# Day 16: Natural Language Processing (NLP)

In [1]:
import numpy as np
import pandas as pd


In [3]:
from sklearn.feature_extraction.text import CountVectorizer

# Sample Text Data
texts = ["I love machine learning!", "NLP is amazing.", "Understanding language is fascinating."]

# Text Vectorization
vectorizer = CountVectorizer()
vectorized_text = vectorizer.fit_transform(texts)

print("Vocabulary:", vectorizer.vocabulary_)
print("Vectorized Text:", vectorized_text.toarray())

Vocabulary: {'love': 5, 'machine': 6, 'learning': 4, 'nlp': 7, 'is': 2, 'amazing': 0, 'understanding': 8, 'language': 3, 'fascinating': 1}
Vectorized Text: [[0 0 0 0 1 1 1 0 0]
 [1 0 1 0 0 0 0 1 0]
 [0 1 1 1 0 0 0 0 1]]


In [5]:
# Text Features
# One of the simplest methods of encoding data is by word counts: you take each snippet of text,
# count the occurrences of each word within it, and put the results in a table. For example:
sample = ['problem of evil', 'evil queen', 'horizon problem']

# For a vectorization of this data based on word count, we could construct a column
# representing the word “problem,” the word “evil,” the word “horizon,” and so on. by using 
# ScikitLearn’s CountVectorizer:
from sklearn.feature_extraction.text import CountVectorizer
vec = CountVectorizer()
X = vec.fit_transform(sample)
X

# it is easier to inspect if we convert this to a DataFrame with labeled columns:
import pandas as pd
pd.DataFrame(X.toarray(), columns=vec.get_feature_names_out())

# We can optimize this output using frequency–inverse document frequency (TF–IDF), 
# which weights the word counts by a measure of how often they appear in the documents
from sklearn.feature_extraction.text import TfidfVectorizer
vec = TfidfVectorizer()
X = vec.fit_transform(sample)
pd.DataFrame(X.toarray(), columns=vec.get_feature_names_out())

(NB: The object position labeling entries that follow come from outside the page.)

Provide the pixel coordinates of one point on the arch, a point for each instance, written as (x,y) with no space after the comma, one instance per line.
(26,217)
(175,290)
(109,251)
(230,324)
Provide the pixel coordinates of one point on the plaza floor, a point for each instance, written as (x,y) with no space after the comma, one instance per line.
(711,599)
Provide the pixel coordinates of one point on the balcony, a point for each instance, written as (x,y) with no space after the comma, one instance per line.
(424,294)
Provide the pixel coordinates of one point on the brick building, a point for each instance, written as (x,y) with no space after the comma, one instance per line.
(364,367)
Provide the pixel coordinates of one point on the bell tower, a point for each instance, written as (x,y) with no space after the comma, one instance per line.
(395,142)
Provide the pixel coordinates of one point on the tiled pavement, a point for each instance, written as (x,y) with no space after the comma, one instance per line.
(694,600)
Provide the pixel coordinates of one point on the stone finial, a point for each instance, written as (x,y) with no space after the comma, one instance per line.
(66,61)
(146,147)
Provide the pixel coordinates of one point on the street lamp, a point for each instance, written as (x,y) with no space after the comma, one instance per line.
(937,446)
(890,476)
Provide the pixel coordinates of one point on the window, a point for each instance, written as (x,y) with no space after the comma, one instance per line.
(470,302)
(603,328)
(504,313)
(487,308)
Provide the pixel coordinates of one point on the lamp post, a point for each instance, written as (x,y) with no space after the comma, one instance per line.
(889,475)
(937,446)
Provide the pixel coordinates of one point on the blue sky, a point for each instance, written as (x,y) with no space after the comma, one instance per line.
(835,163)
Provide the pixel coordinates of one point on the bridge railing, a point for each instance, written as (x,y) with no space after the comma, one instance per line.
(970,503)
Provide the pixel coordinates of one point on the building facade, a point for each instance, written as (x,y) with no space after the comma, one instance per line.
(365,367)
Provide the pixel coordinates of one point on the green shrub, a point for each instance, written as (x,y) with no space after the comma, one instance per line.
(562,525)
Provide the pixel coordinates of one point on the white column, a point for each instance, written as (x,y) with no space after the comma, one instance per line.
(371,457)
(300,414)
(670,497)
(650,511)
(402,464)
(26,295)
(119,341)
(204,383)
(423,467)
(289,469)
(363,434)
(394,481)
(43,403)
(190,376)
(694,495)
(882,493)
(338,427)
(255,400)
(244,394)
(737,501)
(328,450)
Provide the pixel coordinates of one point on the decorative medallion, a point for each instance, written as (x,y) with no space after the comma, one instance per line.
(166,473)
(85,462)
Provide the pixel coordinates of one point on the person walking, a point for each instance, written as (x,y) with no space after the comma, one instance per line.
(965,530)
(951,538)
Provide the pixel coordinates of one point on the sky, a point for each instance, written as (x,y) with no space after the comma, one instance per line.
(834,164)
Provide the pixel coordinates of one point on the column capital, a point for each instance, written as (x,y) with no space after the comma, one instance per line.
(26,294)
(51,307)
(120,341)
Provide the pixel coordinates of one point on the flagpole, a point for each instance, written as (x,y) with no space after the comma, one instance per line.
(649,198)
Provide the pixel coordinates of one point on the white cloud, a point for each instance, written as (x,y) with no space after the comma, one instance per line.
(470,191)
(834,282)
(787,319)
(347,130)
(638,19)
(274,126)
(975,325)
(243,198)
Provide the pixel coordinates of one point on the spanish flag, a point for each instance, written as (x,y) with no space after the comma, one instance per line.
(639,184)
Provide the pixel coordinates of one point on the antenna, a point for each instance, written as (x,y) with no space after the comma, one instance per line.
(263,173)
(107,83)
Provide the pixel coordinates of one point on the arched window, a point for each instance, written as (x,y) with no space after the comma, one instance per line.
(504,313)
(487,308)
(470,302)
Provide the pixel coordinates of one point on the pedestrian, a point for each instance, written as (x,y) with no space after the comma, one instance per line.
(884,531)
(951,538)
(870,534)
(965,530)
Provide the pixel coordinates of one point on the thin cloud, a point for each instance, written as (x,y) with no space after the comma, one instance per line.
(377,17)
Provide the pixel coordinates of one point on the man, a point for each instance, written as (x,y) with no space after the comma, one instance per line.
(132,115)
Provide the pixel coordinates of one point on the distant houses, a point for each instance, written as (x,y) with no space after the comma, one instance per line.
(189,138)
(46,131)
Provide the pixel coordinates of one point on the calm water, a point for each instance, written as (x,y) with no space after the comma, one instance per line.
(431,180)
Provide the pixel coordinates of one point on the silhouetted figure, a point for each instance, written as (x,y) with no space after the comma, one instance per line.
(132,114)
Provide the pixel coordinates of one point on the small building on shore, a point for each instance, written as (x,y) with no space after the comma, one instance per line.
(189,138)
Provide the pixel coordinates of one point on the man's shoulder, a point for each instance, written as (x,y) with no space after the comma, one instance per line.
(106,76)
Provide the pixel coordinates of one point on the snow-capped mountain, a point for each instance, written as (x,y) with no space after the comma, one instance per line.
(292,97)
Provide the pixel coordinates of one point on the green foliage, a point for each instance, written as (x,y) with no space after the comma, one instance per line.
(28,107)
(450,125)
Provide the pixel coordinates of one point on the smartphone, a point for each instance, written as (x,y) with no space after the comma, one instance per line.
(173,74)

Unnamed: 0,evil,horizon,of,problem,queen
0,0.517856,0.0,0.680919,0.517856,0.0
1,0.605349,0.0,0.0,0.0,0.795961
2,0.0,0.795961,0.0,0.605349,0.0


In [None]:
Day 16: Natural Language Processing (NLP)

Definition:

Natural Language Processing (NLP) is a branch of artificial intelligence that focuses on enabling computers to understand, interpret, and generate human language. It bridges the gap between human communication and machine understanding, making it possible for machines to process and analyze vast amounts of natural language data.

Importance in Machine Learning:

Text Analysis: NLP plays a crucial role in extracting meaningful insights from unstructured text data, which constitutes the majority of data generated daily.

Applications Across Industries: From chatbots and virtual assistants to sentiment analysis, machine translation, and fraud detection, NLP has wide-ranging applications in various domains.

Enhanced User Experience: By powering tools like voice recognition and auto-suggestions, NLP improves the way users interact with technology.

Facilitates Automation: Automating processes like content moderation and document summarization saves time and reduces manual effort.